By a landmark decision dated 18 June 2015, the German Federal Supreme Court (Bundesgerichtshof, "BGH") decided that model applications for conciliation (Güteverfahren) do not suspend the limitation period of claims for misselling if such applications are too generic and do not contain details on the financial product concerned, the amount invested, on the advice given and on the relief sought by way of the application. The cases which the BGH decided concerned private investors who had used model applications for conciliation which had been drafted by lawyers. These model applications had been offered by such lawyers to a wider public and had been used by a great number of investors. The BGH announced that a large number of such claims for misselling by private investors will now turn out to have no merits because they are time-barred.
BACKGROUND - SUSPENSION OF LIMITATION BY APPLICATIONS FOR CONCILIATION
Model applications for conciliation have been an instrument of choice in Germany for mass applications by private financial investors. They are directed against insurance companies, banks and other financial services providers.
Originally, conciliation proceedings as described in section 204 para. 1 no. 4 of the German Civil Code (Bürgerliches Gesetzbuch, "BGB") were introduced by the legislator as an alternative dispute resolution ("ADR") mechanism which usually amalgamates elements of different kinds of ADR tools, primarily of mediation. However, most claimants did not apply for conciliation with financial services providers because they believed in the advantages of ADR in their particular case. Their goal was a different one. Under German law, an application for conciliation is one of various mechanisms to suspend the limitation of a claim such as, e.g., applying for a statutory demand or filing a complaint with a court. Thus, the applications by private financial investors were filed in order to avoid alleged claims for misselling of financial products from becoming time-barred. This has become quite a burden on the financial services industry: for example, one German financial services provider was the target of applications from approximately 9,000 of its (former) customers.
Applying for conciliation is a quicker and cheaper way to suspend the limitation of a claim than filing a full-fledged complaint (including all exhibits) with a court. In most cases, filing a complaint with a court requires to instruct a lawyer. An application for conciliation can be filed by anyone. In addition, a lawsuit (which is often expensive) does not necessary have to follow. That is why so many investors chose applications for conciliation over filing a complaint with a court right away. If the respondent does not wish to participate in the conciliation or if the conciliation fails, the claimant still has six months to instruct a lawyer and to have such lawyer prepare and file a complaint with a court before the limitation can kick in.
THE CLAIMS AND THEIR FILING
The claimants of the four cases before the BGH requested damages for misselling from a financial services company. The claimants had invested in closed property funds between 1999 and 2001. Their alleged claims were to become time-barred on 2 January 2012. In order to suspend the limitation of the claims, they all filed applications for conciliation with the same conciliation body in December 2011. The applications for conciliation, which were largely identical, were based on a model application which had been drafted by a law firm.
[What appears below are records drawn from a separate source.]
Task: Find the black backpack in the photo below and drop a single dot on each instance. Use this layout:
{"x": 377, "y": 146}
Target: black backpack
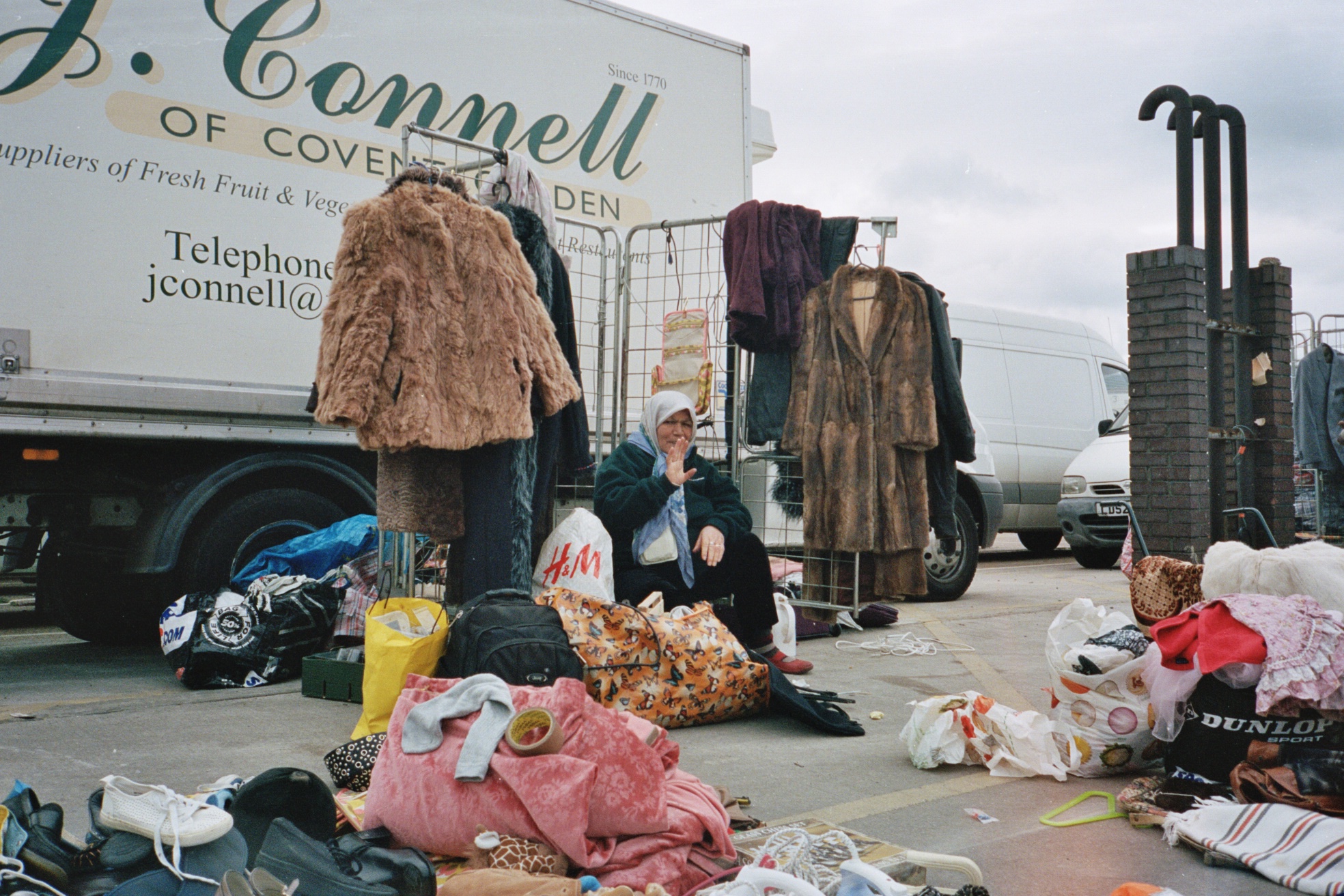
{"x": 504, "y": 633}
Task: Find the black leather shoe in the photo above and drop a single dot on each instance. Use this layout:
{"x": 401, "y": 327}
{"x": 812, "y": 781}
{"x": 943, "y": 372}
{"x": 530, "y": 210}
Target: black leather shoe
{"x": 46, "y": 854}
{"x": 290, "y": 854}
{"x": 365, "y": 855}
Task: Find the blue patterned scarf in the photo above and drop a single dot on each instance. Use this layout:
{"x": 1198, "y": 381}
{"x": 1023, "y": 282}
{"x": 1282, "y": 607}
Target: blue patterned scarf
{"x": 672, "y": 514}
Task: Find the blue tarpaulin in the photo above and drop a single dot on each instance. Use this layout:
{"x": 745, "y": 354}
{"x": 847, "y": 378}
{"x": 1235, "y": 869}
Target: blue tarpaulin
{"x": 313, "y": 554}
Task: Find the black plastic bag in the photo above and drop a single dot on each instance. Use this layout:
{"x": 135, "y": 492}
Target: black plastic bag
{"x": 1220, "y": 723}
{"x": 227, "y": 640}
{"x": 819, "y": 710}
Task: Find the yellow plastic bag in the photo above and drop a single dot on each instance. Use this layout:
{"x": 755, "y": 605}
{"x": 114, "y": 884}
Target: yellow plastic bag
{"x": 390, "y": 656}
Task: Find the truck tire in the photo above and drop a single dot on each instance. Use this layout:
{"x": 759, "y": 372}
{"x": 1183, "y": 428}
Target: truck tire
{"x": 949, "y": 576}
{"x": 1091, "y": 558}
{"x": 225, "y": 542}
{"x": 1041, "y": 543}
{"x": 83, "y": 590}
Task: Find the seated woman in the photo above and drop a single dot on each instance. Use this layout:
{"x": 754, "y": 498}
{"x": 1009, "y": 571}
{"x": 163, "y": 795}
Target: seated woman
{"x": 679, "y": 527}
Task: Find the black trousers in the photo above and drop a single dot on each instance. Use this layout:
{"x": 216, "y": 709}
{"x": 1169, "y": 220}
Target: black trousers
{"x": 744, "y": 572}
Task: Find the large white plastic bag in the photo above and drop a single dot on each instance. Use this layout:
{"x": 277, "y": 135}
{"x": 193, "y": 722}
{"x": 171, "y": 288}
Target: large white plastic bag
{"x": 1108, "y": 716}
{"x": 577, "y": 555}
{"x": 973, "y": 730}
{"x": 787, "y": 629}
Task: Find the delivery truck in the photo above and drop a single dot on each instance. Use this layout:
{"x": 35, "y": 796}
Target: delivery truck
{"x": 173, "y": 178}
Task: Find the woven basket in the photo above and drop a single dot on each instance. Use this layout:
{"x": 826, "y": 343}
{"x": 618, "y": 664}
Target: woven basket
{"x": 1162, "y": 587}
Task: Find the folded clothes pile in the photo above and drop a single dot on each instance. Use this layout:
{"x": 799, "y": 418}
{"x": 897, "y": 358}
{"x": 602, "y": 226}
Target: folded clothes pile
{"x": 611, "y": 798}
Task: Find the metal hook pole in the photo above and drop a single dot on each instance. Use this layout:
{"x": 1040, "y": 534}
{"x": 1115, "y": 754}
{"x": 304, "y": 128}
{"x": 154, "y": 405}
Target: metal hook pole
{"x": 1209, "y": 129}
{"x": 1180, "y": 122}
{"x": 1241, "y": 298}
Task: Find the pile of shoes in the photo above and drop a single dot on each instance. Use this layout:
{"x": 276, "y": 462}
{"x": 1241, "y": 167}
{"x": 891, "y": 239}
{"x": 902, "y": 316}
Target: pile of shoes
{"x": 277, "y": 837}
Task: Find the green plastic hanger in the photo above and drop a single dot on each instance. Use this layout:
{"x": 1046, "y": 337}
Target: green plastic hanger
{"x": 1110, "y": 811}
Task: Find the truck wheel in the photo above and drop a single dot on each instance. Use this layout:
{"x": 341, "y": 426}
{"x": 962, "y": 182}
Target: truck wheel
{"x": 1041, "y": 543}
{"x": 83, "y": 589}
{"x": 951, "y": 575}
{"x": 240, "y": 531}
{"x": 1092, "y": 558}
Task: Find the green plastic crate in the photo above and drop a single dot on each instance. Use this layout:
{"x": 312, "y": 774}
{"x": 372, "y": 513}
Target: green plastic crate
{"x": 333, "y": 679}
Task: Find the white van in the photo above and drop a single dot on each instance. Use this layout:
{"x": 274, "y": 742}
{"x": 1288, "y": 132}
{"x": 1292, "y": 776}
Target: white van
{"x": 1041, "y": 387}
{"x": 1094, "y": 497}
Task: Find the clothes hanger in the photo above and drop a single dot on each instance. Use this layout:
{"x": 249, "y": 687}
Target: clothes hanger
{"x": 1110, "y": 811}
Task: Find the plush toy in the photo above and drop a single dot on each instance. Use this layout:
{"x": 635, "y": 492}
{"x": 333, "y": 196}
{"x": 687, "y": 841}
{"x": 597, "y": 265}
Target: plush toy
{"x": 503, "y": 851}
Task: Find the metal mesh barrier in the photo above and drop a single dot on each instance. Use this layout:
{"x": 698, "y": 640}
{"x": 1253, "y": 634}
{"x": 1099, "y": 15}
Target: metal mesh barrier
{"x": 677, "y": 266}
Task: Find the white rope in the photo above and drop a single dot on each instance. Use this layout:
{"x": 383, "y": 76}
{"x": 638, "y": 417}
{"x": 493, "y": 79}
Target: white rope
{"x": 904, "y": 644}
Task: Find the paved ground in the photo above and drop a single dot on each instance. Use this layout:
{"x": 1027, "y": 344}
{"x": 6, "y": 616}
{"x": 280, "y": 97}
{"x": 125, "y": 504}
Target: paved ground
{"x": 101, "y": 711}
Apparently, several thousand investors throughout Germany had used the model application, and many court proceedings are currently pending before German courts.
The BGH decided that applications for conciliation generally need to specify the respective financial instrument, the amount invested, the approximate time period when the investment advice was given and at least a rough outline of the content of the investment advice. Further, the relief sought must be specified in the application for conciliation such that the opponent knows what kind of claim and what amount of claim it is up against. The content of the application for conciliation must put the opponent in a position where it can assess whether defending itself against the application will be successful and whether it would like to participate in the conciliation. In addition, the application must allow the conciliatory body to assess and prepare for its task of conducting the conciliation. The exact amount of the claim does not necessarily have to be stated.
The applications for conciliation which stood at the beginning of the four cases decided by the BGH did not fulfil the requirements set out above. The BGH criticized that these applications only contained the names of the applicants and the name of the relevant financial instrument. They did not give any details as to the amounts invested, the approximate time when the investment advice was given or any other details which would have helped to individualize the relevant investment. The relief sought was not specified in any detail, and the amount requested as compensation in each case could not have been inferred by the respondent from the information presented.
The BGH decided that because the applications did not fulfil the aforementioned requirements, the applications did not suspend the limitation of the claims. Therefore, the claims had become time-barred on 2 January 2012, and the claims were dismissed as being without merits by the BGH (the statute of limitation is treated as a matter of material law, not of procedural law under German law).
OUTLOOK: CONSEQUENCES OF THE DECISION OF THE BGH
The judgment by the BGH (of which so far only a press release exists) will lead to several thousand complaints for alleged misselling against the same respondent being dismissed by various courts of first and second instance all over Germany in the weeks to come.
The judgment gives welcome guidance as to the (relatively high) requirements of filing applications for conciliation which have as their only goal the suspending of the limitation period. It raises the bar for private investor-claimants and gives financial institutions legal clarity and certainty.
BGH, decisions of 18 June 2015, docket numbers III ZR 189/14, III ZR 191/14, III ZR 198/14 and III ZR 227/14.